You don’t have to look too hard to find history’s repeating patterns and, as in the past, the call for change is in the air. Even within the beef industry, there’s a movement urging producers to throw off traditional institutions, like the Beef Checkoff, simply because it’s “too old” or they weren’t alive when it was established. It’s easy to get swept up by the itch for something different, change for change’s sake. But, it’s important to do your homework, because there are many reasons producers of all ages still value the Beef Checkoff.
Approved by an overwhelming 79 percent of producers during the referendum vote when it was implemented, Checkoff support remains high. According to Luce Research’s 2020 Producer Attitude Survey, 77 percent of the 1,200 beef and dairy producers surveyed nationwide say the Checkoff contributes positively to consumer demand for beef; 73 percent approve of the Checkoff overall.
Of the Checkoff’s dollar-per-head assessment, up to half is retained by Qualified State Beef Councils for beef-related programs in their own states. The other 50-cents is used nationally for marketing, consumer advertising, education, product development, and research designed to increase demand for beef, both domestically and through Checkoff programs abroad. This local/national partnership is a unique and key aspect of the program.
Interestingly, the dollar assessment hasn’t increased a penny over the decades—amazing when you consider that the 1985 dollar only has about 41-cents of purchasing power in 2020 (Consumer Price Index, Bureau of Labor Statistics). Despite this inflation loss, and the fact that the industry produces more beef from fewer cattle, the Checkoff delivers real value through a strategic blend of tradition, experience, and innovation.

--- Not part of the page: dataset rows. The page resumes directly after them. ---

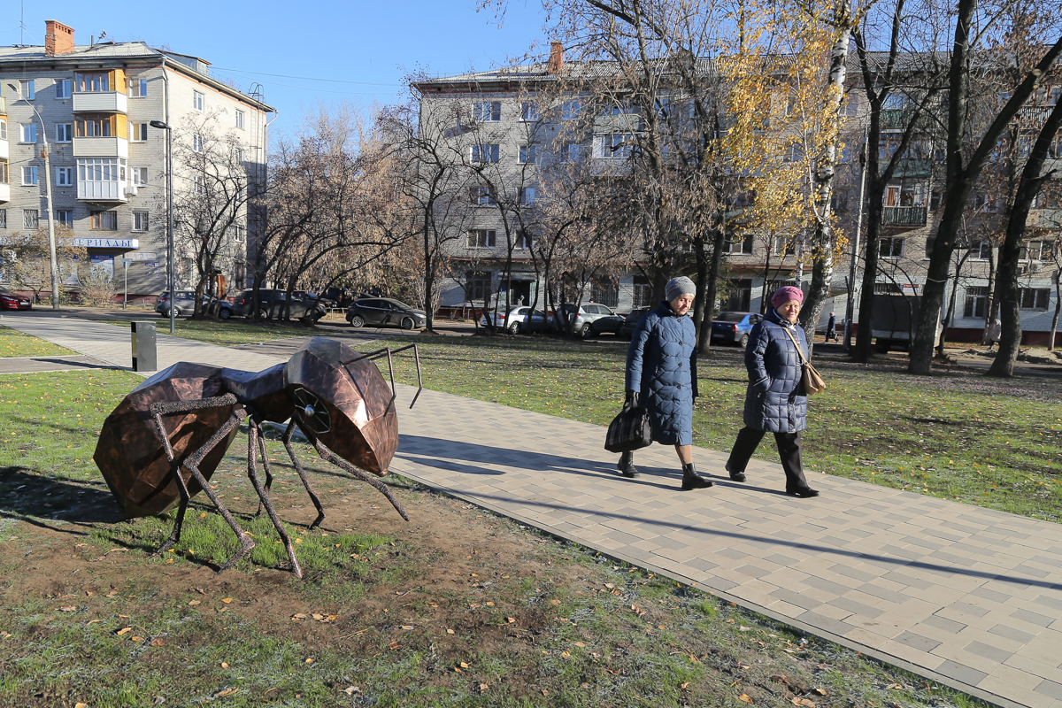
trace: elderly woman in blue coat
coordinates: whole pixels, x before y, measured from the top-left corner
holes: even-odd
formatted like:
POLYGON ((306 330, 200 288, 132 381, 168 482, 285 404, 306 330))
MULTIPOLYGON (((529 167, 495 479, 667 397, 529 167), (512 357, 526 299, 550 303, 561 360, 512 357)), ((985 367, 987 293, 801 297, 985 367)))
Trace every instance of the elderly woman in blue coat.
MULTIPOLYGON (((697 333, 688 316, 697 288, 679 277, 662 301, 638 323, 627 350, 627 398, 649 413, 653 441, 673 445, 682 463, 682 488, 703 489, 712 481, 693 465, 693 398, 697 397, 697 333)), ((619 459, 623 477, 637 477, 634 453, 619 459)))
POLYGON ((786 473, 786 494, 818 497, 807 485, 801 460, 801 432, 807 427, 807 394, 801 383, 801 353, 807 358, 807 339, 796 324, 804 293, 786 286, 771 296, 773 309, 749 333, 744 366, 749 387, 744 395, 744 428, 726 462, 735 482, 744 482, 744 468, 766 433, 774 433, 786 473), (796 347, 800 347, 800 352, 796 347))

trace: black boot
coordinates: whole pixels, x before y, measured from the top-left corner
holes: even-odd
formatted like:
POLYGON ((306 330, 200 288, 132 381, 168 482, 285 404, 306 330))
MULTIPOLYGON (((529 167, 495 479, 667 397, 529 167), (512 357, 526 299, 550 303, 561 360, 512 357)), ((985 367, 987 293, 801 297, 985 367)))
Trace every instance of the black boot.
POLYGON ((616 468, 623 474, 623 477, 628 477, 632 480, 635 477, 639 477, 638 469, 634 466, 633 452, 624 452, 621 454, 619 456, 619 464, 616 465, 616 468))
POLYGON ((697 473, 696 463, 682 466, 682 490, 706 489, 712 486, 712 480, 706 480, 697 473))

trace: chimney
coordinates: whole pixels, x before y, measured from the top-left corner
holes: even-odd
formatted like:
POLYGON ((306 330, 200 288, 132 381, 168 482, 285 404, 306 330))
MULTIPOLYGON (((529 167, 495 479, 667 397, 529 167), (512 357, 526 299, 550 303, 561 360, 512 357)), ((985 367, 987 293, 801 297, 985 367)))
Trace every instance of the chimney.
POLYGON ((45 20, 45 56, 73 51, 73 28, 57 20, 45 20))
POLYGON ((564 45, 559 41, 549 42, 549 64, 546 73, 561 73, 564 68, 564 45))

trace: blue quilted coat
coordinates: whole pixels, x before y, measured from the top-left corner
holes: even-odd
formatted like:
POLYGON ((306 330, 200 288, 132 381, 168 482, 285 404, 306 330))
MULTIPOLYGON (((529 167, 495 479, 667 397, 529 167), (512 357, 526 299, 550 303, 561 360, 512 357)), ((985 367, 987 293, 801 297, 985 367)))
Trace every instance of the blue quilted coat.
POLYGON ((627 390, 638 392, 649 412, 653 441, 693 443, 697 397, 697 332, 688 315, 662 301, 638 323, 627 350, 627 390))
POLYGON ((801 359, 786 329, 796 338, 807 357, 804 330, 783 320, 773 309, 749 332, 749 346, 744 350, 744 367, 749 369, 744 425, 754 430, 795 433, 807 427, 801 359))

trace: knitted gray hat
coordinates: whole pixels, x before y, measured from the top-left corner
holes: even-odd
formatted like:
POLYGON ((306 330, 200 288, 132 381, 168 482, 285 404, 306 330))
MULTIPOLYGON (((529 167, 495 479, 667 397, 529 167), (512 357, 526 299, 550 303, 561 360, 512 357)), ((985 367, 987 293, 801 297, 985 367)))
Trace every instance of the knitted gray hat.
POLYGON ((668 303, 680 295, 697 295, 697 286, 686 276, 680 275, 678 278, 671 278, 667 281, 667 286, 664 288, 664 295, 667 297, 668 303))

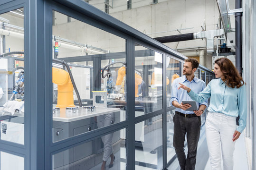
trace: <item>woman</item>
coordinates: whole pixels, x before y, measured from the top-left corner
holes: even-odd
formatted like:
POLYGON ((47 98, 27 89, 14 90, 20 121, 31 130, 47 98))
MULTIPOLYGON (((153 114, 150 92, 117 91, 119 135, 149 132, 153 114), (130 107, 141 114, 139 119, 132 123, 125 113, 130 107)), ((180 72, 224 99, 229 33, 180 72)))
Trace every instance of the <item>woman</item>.
POLYGON ((221 148, 224 170, 233 170, 235 141, 246 125, 246 87, 232 62, 225 58, 215 60, 216 78, 199 94, 180 84, 191 98, 201 102, 211 97, 206 122, 206 139, 212 170, 221 170, 221 148), (239 116, 237 128, 236 118, 239 116))

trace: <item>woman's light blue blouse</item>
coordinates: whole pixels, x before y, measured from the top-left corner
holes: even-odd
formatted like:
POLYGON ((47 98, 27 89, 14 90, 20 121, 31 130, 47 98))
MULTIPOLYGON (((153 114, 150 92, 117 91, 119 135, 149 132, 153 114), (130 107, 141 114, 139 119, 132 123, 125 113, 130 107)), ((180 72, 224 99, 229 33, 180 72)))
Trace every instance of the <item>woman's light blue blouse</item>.
POLYGON ((245 85, 237 88, 226 85, 220 78, 212 80, 203 91, 197 94, 191 90, 188 93, 192 100, 201 102, 211 100, 208 110, 237 117, 239 126, 237 130, 241 133, 246 126, 247 102, 245 85))

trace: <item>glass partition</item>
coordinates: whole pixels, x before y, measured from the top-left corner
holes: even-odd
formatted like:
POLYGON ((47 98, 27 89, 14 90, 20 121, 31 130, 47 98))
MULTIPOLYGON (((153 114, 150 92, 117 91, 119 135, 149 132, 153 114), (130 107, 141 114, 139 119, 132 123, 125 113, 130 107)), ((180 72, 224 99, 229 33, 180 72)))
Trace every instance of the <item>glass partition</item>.
POLYGON ((202 70, 200 70, 200 78, 205 82, 205 71, 202 70))
POLYGON ((194 74, 196 77, 197 78, 200 78, 200 70, 199 68, 197 69, 197 70, 194 74))
POLYGON ((125 139, 122 132, 112 132, 54 154, 52 170, 125 170, 125 139))
POLYGON ((162 116, 135 124, 135 170, 161 170, 162 116))
POLYGON ((162 54, 135 44, 135 117, 162 109, 162 54))
POLYGON ((24 170, 24 158, 1 151, 0 170, 24 170))
POLYGON ((170 101, 171 92, 171 85, 175 78, 181 76, 181 62, 169 57, 166 57, 166 88, 167 106, 171 106, 170 101))
POLYGON ((175 114, 174 110, 168 111, 166 113, 167 118, 166 122, 167 162, 170 162, 173 156, 176 155, 175 150, 173 144, 174 124, 172 120, 175 114))
POLYGON ((53 13, 55 142, 125 120, 126 57, 125 39, 53 13))
POLYGON ((3 57, 0 58, 0 139, 24 144, 23 8, 1 14, 0 17, 0 55, 3 57))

Over three and a half decades, the Beef Checkoff has developed extensive knowledge from relationships with industry experts who know what works and provide guidance. From this foundation, the Checkoff embraces new ideas and methods, always finding ways to be the most effective. Checkoff contractors pivot nimbly amid global challenges like COVID-19; researchers propel the industry on issues like sustainability; and adoption of time- and money-saving technologies give producers an efficient and productive bang for their buck.

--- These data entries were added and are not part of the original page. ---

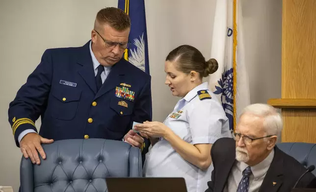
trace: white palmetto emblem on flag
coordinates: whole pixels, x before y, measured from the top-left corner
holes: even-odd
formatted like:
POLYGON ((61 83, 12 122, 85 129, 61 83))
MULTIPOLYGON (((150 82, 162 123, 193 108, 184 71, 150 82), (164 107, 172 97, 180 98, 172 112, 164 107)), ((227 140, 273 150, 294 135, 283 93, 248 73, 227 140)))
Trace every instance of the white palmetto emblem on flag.
POLYGON ((144 33, 139 38, 134 39, 134 45, 136 48, 131 49, 131 55, 129 56, 129 61, 133 65, 145 71, 145 41, 144 33))

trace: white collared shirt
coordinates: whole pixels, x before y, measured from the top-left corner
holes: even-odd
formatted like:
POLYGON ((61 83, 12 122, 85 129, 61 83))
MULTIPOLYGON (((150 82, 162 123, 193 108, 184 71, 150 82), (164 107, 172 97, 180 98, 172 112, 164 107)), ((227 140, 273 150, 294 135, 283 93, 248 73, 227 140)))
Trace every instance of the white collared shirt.
MULTIPOLYGON (((230 135, 223 107, 210 91, 207 82, 180 99, 164 123, 192 144, 212 144, 218 139, 230 135), (200 100, 198 92, 201 90, 207 90, 212 98, 200 100)), ((143 174, 146 177, 183 177, 188 192, 204 192, 208 188, 212 169, 211 165, 205 170, 200 169, 184 159, 167 141, 160 139, 148 153, 143 174)))
MULTIPOLYGON (((262 182, 263 181, 266 172, 270 167, 274 156, 274 149, 264 160, 251 167, 252 173, 249 176, 249 188, 248 192, 257 192, 259 191, 262 182)), ((227 184, 223 191, 224 192, 236 192, 238 185, 242 178, 242 171, 249 166, 244 162, 236 161, 234 163, 231 172, 228 176, 227 184)))

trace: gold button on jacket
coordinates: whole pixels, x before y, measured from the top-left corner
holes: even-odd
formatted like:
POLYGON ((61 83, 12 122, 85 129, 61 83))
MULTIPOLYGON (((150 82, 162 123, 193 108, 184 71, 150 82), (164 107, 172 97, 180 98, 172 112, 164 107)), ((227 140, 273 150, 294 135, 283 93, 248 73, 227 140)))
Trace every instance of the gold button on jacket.
POLYGON ((92 121, 93 121, 93 120, 92 119, 92 118, 88 119, 88 122, 89 122, 89 123, 91 123, 92 122, 92 121))

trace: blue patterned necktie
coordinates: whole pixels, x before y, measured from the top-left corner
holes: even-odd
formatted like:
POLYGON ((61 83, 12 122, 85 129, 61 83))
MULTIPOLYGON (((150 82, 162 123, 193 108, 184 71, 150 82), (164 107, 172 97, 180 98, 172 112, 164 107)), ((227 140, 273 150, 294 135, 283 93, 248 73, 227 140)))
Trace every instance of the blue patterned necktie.
POLYGON ((101 73, 104 71, 104 67, 100 65, 98 66, 98 72, 96 75, 96 81, 97 83, 97 92, 100 90, 102 86, 102 79, 101 78, 101 73))
POLYGON ((242 178, 238 185, 237 192, 248 192, 249 189, 249 176, 251 174, 251 169, 247 167, 242 171, 242 178))

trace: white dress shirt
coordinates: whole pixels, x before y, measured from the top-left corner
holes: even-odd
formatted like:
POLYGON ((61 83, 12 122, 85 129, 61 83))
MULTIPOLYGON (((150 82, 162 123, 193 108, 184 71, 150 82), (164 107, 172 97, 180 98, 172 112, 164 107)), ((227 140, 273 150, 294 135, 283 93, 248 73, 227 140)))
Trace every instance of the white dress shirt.
MULTIPOLYGON (((218 139, 230 135, 228 120, 223 107, 209 89, 207 82, 197 86, 180 99, 164 123, 182 140, 192 144, 212 144, 218 139), (200 99, 197 92, 204 90, 207 90, 211 99, 200 99)), ((167 141, 160 138, 148 153, 143 175, 183 177, 188 192, 204 192, 212 169, 212 165, 202 170, 190 164, 167 141)))

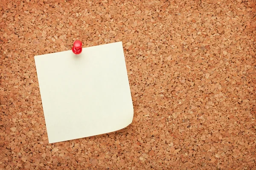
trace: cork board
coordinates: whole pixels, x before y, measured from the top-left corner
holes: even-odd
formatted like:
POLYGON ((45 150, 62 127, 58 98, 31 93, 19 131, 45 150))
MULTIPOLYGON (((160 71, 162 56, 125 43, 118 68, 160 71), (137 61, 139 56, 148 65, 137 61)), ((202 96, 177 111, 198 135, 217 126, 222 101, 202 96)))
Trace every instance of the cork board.
POLYGON ((0 5, 0 169, 255 169, 253 0, 0 5), (122 41, 134 109, 49 144, 34 57, 122 41))

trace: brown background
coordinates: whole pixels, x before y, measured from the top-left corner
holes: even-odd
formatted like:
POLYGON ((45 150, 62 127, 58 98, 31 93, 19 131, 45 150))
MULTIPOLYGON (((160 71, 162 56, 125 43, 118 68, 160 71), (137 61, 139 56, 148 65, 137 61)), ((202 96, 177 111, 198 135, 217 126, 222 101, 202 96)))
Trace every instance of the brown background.
POLYGON ((256 169, 255 8, 2 0, 0 169, 256 169), (132 123, 49 144, 34 57, 122 41, 132 123))

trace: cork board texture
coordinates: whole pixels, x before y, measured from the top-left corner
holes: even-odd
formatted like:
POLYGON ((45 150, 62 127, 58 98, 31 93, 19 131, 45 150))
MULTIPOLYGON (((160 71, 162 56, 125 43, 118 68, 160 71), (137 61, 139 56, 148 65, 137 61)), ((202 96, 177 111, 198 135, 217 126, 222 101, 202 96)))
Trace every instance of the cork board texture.
POLYGON ((256 169, 254 0, 2 0, 0 169, 256 169), (49 144, 34 57, 122 41, 134 114, 49 144))

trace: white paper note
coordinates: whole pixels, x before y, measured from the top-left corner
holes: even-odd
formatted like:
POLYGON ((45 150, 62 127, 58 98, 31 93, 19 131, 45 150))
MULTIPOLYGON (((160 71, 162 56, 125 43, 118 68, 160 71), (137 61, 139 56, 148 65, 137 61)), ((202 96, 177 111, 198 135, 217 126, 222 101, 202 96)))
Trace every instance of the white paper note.
POLYGON ((123 128, 134 111, 122 42, 35 56, 49 143, 123 128))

Change in life is a certainty. Nothing stays static, not even the 35-year-old Beef Checkoff. The programs and strategies of today are already much different than when it began. As we continue to grow demand for our product in an extremely competitive world, we want your thoughts and ideas. Get involved! Together, we can keep the Checkoff evolving to make beef the protein of choice for consumers domestically and around the world, a benefit to all producers.

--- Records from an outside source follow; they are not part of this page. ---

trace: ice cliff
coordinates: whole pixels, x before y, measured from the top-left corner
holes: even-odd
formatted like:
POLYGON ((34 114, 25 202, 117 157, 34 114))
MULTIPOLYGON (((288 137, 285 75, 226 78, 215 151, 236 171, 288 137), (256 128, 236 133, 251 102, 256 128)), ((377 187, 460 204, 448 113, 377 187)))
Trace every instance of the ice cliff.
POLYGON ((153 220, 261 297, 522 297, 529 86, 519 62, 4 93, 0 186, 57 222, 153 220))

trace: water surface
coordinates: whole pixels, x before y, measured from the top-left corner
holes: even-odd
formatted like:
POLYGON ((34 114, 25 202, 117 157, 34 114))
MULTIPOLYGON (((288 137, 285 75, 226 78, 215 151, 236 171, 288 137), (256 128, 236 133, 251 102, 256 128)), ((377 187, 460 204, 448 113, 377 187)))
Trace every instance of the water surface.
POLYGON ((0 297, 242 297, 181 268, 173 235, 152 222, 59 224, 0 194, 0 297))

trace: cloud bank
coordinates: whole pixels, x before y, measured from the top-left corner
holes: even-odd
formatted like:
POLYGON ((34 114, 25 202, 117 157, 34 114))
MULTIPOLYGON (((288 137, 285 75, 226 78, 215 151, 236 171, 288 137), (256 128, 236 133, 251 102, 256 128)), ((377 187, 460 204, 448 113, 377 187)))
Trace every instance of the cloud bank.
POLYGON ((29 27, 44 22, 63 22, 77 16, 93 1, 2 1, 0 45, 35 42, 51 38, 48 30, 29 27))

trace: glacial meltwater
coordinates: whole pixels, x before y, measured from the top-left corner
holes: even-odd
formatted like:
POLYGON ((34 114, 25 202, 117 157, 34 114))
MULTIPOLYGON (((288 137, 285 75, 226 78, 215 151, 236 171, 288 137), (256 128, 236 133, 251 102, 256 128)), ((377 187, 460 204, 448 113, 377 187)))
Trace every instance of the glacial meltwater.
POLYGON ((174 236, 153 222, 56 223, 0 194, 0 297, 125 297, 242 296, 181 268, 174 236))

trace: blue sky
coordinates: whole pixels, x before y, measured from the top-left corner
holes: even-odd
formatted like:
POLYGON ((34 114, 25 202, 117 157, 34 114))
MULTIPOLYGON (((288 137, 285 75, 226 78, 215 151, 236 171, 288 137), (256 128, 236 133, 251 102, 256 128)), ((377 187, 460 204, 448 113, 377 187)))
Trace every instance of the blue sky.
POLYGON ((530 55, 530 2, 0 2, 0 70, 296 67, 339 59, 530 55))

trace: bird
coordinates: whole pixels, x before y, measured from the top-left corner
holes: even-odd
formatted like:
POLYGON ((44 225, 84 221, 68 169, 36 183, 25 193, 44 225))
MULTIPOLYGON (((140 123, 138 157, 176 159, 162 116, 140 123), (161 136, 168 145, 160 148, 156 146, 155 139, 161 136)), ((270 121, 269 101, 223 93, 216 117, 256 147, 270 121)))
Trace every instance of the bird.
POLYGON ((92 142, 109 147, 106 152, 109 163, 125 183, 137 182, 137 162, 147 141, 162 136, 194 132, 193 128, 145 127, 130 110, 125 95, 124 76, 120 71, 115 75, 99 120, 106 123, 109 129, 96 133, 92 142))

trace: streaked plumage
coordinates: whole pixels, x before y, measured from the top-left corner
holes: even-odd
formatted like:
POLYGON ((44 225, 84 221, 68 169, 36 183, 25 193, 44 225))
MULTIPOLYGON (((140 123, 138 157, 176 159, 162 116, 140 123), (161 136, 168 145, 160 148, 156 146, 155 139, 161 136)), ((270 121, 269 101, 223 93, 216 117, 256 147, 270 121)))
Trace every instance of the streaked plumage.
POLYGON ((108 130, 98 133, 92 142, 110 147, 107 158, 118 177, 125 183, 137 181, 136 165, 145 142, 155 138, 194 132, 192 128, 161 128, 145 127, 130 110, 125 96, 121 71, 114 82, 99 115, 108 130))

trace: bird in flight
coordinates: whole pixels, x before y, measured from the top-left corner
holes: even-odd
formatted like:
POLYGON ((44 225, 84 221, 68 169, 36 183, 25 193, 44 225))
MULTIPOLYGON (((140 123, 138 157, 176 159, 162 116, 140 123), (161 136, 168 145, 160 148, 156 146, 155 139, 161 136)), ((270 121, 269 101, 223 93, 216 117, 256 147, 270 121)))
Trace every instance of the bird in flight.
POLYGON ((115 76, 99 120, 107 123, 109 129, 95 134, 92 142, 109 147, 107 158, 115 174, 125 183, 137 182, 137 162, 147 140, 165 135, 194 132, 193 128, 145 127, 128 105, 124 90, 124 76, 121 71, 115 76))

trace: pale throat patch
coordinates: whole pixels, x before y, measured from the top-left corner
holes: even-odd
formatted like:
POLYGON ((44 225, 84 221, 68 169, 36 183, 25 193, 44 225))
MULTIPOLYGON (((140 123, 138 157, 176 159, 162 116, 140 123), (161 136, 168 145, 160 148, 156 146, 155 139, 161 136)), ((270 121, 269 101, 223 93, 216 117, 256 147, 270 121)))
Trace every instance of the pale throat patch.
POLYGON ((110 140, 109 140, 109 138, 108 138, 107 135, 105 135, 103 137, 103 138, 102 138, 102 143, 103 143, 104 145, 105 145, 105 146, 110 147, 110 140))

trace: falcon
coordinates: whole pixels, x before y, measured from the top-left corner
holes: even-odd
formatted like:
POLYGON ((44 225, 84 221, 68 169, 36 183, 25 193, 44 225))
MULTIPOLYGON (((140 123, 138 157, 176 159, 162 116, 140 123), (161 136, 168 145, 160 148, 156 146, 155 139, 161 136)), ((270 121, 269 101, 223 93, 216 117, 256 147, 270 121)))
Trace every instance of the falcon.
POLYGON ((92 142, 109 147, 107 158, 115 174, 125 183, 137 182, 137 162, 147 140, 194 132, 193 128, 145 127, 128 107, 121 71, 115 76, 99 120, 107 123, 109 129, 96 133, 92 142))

The Beef Checkoff program was established as part of the 1985 Farm Bill. The checkoff assesses $1 per head on the sale of live domestic and imported cattle, in addition to a comparable assessment on imported beef and beef products. States may retain up to 50 cents on the dollar and forward the other 50 cents per head to the Cattlemen’s Beef Promotion and Research Board, which administers the national checkoff program, subject to USDA approval.